On-line version ISSN 1989-2284Print version ISSN 0211-6995


NALCACIOGLU, Hulya et al. The role of bioelectrical impedance analysis, NT-ProBNP and inferior vena cava sonography in the assessment of body fluid volume in children with nephrotic syndrome. Nefrología (Madr.) [online]. 2018, vol.38, n.1, pp.48-56. ISSN 1989-2284.


Assessment of volume status and differentiating “underfill” and “overfill” edema is essential in the management of patients with nephrotic syndrome (NS).


Our aim was to evaluate the volume status of NS patients by using different methods and to investigate the utility of bioelectrical impedance analysis (BIA) in children with NS.


The hydration status of 19 patients with NS (before treatment of NS and at remission) and 25 healthy controls was assessed by multifrequency BIA, serum N-terminal-pro-brain natriuretic peptide (NT-proBNP) levels, inferior vena cava (IVC) diameter, left atrium diameter (LAD) and vasoactive hormones.

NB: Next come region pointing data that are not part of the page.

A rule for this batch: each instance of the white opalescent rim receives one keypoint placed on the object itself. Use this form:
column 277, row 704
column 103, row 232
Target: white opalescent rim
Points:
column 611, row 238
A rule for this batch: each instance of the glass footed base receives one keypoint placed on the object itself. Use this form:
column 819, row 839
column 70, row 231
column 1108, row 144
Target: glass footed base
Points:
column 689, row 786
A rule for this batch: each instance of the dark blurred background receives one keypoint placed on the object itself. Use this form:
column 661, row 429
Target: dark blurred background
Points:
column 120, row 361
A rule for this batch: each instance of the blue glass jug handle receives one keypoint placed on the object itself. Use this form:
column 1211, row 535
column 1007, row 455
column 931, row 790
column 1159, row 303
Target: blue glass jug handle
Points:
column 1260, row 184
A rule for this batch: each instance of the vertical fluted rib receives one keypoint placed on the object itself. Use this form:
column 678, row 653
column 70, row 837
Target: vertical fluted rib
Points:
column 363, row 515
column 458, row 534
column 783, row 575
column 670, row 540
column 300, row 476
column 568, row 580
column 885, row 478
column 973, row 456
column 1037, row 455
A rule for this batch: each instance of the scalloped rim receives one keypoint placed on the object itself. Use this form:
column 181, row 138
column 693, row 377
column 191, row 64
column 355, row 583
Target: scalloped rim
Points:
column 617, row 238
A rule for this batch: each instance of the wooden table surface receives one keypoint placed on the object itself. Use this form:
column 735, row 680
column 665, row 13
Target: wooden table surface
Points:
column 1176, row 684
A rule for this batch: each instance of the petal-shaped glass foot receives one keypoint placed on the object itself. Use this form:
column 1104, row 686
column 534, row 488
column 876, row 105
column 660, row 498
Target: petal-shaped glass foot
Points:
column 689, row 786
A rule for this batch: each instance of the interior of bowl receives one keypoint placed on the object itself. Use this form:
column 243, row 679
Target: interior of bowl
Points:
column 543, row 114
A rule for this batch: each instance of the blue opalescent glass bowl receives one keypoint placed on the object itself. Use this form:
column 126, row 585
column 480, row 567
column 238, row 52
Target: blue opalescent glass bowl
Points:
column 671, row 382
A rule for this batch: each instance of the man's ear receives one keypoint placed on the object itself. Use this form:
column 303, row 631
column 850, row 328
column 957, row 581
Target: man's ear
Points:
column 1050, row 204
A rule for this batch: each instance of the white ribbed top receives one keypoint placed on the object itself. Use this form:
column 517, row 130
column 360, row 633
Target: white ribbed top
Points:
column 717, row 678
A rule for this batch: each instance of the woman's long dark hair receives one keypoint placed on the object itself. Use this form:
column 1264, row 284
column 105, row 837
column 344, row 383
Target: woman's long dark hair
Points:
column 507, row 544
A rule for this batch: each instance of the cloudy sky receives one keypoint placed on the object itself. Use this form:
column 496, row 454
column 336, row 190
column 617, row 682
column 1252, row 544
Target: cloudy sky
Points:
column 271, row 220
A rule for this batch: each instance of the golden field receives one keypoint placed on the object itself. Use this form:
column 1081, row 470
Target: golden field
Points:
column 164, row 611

Renin, aldosterone levels, IVC diameter and LAD were not statistically different between the groups. NT-proBNP values were statistically higher in the attack period compared to remission and the control group (p = 0.005 for each). Total body water (TBW), overhydration (OH) and extracellular water (ECW) estimated by the BIA measurement in the attack group was significantly higher than that of the remission group and controls. There were no significant correlations among volume indicators in group I and group II. However, significant correlations were observed between NT-proBNP and TBW/BSA (p = 0.008), ECW/BSA (p = 0.003) and ECW/ICW (p = 0.023) in the healthy group. TBW was found to be higher in patients with NS in association with increased ECW but without any change in ICW. NT-proBNP values were higher in patients during acute attack than during remission.


Our findings support the lack of hypovolaemia in NS during acute attack. In addition, BIA is an easy-to-perform method for use in routine clinical practice to determine hydration status in patients with NS.

Keywords : BIA; NT-proBNP; Inferior vena cava diameter; Nephrotic syndrome.